Rozdział trzynasty | Marinette

56 14 11
                                    

Kakao w moim kubku powoli zaczynało już stygnąć, ale książka była zbyt wciągająca bym mogła się od niej oderwać. Zimowe wieczory idealnie się nadają by pogrążyć się w interesującej lekturze i wejść w tak idealny świat bohaterów. Chyba, że czyta się horror, wtedy bym się chowała po szafach na ich miejscu by zabójca mnie nie znalazł. Wzięłam do ręki kubek by upić łyk, jednocześnie przewracając kartkę. Byłam tak szczelnie owinięta kocem, że pewnie wyglądało to komicznie, ale każde zimno wdzierające się do środka było dla mnie czymś okropnym.

W teorii oglądanie filmów świątecznych byłoby jeszcze bardziej klimatyczne biorąc pod uwagę, że do świąt został tylko tydzień, ale przez te wszystkie przygotowania zupełnie mi się nie chce. Dodatkowo historie miłosne w filmach są tak przesadzone i słodkie, że aż wręcz niemożliwe. Kto normalny poznając dziewczynę w galerii, nie wziąłby od niej telefonu, a potem szukał jej po świecie by na końcu się oświadczyć, to zdecydowanie odpada.

Nagły huk przerwał moje przemyślenia i momentalnie sprawił, że zaczęłam się rozglądać. Gdy usłyszałam go drugi raz, zorientowałam się, że to śnieżka rozbijana o moje okno jest sprawcą tego wydarzenia. Odłożyłam książkę na półkę nocną i owinięta kocem, podeszłam do okna, przez które na ulicy ujrzałam czarnego kota. Od razu uśmiech pojawił się na mojej twarzy. Bez zastanowienia otworzyłam klapę prowadzącą do mojego pokoju, dzięki czemu mój towarzysz momentalnie znalazł się obok mnie. Chłodny powiew wiatru sprawił, że wzdrygnęłam się od zimna.

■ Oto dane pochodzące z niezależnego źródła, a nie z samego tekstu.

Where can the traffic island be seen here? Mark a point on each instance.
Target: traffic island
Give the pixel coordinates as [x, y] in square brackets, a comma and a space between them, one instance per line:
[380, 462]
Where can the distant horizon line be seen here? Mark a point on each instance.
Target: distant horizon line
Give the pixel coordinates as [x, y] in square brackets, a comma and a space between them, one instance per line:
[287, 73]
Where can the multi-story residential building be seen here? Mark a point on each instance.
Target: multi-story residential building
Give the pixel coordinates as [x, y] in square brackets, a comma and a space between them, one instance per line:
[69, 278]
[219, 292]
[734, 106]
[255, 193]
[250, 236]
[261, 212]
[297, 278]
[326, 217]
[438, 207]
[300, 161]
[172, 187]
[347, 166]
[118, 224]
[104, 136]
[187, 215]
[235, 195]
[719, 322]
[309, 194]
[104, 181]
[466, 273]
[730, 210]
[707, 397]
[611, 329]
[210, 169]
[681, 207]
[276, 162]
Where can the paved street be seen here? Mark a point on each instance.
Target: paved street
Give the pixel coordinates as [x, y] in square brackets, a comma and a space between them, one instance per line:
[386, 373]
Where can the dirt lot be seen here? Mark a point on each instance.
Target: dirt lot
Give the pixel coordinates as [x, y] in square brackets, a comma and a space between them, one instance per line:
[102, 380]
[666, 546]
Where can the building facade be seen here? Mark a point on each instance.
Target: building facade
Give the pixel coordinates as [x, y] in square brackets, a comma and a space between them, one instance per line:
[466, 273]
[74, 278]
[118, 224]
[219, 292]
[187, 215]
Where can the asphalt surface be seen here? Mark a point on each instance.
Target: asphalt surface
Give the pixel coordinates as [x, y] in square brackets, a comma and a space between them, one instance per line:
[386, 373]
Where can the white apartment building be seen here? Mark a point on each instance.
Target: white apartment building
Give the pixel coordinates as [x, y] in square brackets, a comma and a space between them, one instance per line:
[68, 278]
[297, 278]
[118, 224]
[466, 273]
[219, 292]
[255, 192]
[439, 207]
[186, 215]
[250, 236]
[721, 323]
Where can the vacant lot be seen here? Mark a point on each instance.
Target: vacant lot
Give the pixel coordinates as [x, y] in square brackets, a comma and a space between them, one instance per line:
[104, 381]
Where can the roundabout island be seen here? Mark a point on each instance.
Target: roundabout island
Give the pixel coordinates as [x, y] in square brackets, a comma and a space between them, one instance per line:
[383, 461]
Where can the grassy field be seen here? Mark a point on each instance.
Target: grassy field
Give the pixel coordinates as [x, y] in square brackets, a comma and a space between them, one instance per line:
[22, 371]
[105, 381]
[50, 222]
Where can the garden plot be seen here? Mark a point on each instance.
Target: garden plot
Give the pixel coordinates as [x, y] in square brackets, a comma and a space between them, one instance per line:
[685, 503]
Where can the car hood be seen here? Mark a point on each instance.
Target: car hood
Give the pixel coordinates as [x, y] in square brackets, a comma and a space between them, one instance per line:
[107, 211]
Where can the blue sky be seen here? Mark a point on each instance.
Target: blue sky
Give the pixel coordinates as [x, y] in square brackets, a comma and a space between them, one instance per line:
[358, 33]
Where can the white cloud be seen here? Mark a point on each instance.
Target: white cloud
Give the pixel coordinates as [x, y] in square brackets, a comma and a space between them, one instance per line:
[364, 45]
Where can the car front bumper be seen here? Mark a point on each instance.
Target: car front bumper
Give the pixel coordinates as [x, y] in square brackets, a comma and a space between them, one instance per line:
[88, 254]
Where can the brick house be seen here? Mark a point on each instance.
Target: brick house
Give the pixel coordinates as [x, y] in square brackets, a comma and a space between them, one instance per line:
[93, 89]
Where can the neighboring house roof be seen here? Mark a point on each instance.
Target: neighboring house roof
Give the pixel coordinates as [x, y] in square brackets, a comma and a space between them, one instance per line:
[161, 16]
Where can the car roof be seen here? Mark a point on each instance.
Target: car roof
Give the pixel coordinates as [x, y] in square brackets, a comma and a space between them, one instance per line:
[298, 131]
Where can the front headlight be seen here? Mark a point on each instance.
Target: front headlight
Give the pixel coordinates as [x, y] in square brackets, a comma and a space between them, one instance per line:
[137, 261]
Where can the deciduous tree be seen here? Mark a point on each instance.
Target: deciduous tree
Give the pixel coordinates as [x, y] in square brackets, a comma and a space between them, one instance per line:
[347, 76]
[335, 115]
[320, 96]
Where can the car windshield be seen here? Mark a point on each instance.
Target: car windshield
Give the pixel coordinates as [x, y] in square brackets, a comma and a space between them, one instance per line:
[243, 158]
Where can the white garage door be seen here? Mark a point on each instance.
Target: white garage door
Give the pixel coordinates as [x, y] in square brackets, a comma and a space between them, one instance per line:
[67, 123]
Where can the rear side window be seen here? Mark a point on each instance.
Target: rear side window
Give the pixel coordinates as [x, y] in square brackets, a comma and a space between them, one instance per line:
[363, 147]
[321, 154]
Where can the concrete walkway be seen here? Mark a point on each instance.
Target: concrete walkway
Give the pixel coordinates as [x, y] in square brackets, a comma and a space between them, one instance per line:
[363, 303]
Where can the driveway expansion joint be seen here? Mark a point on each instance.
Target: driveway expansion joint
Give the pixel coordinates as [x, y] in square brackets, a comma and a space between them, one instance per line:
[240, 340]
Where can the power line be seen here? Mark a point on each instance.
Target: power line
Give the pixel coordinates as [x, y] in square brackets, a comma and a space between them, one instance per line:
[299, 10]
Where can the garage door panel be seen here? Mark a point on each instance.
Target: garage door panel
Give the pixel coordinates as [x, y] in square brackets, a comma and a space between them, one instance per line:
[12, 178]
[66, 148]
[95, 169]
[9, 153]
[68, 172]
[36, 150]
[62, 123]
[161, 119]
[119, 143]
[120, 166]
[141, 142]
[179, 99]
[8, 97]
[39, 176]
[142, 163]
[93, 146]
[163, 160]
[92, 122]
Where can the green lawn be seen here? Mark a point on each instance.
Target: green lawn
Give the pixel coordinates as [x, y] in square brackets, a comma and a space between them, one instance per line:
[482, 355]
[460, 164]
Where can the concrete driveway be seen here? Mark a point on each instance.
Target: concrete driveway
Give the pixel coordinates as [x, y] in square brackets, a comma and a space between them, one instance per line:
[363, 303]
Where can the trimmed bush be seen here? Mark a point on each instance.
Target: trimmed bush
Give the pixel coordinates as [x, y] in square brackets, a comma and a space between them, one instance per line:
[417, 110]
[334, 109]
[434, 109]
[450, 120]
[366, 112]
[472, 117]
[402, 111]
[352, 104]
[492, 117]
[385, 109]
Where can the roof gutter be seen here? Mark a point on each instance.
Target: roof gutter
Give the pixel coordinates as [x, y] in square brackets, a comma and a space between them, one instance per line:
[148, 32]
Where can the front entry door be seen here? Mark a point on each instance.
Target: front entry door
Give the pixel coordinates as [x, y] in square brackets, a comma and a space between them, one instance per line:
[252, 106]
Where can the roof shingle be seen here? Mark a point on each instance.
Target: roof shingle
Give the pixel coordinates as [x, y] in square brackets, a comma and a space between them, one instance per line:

- Koty naprawdę nie lubią zimna. Gdybym miał futro to na pewno bym je nastroszył - zaśmiał się, zamykając klapę i zajmując swoje ulubione miejsce, czyli beżowy fotel.

- Gdybyś miał futro to w lato cały ten fotel byłby w sierści, a rodzice osądziliby mnie o wzięcie kota pod ich nieuwagę.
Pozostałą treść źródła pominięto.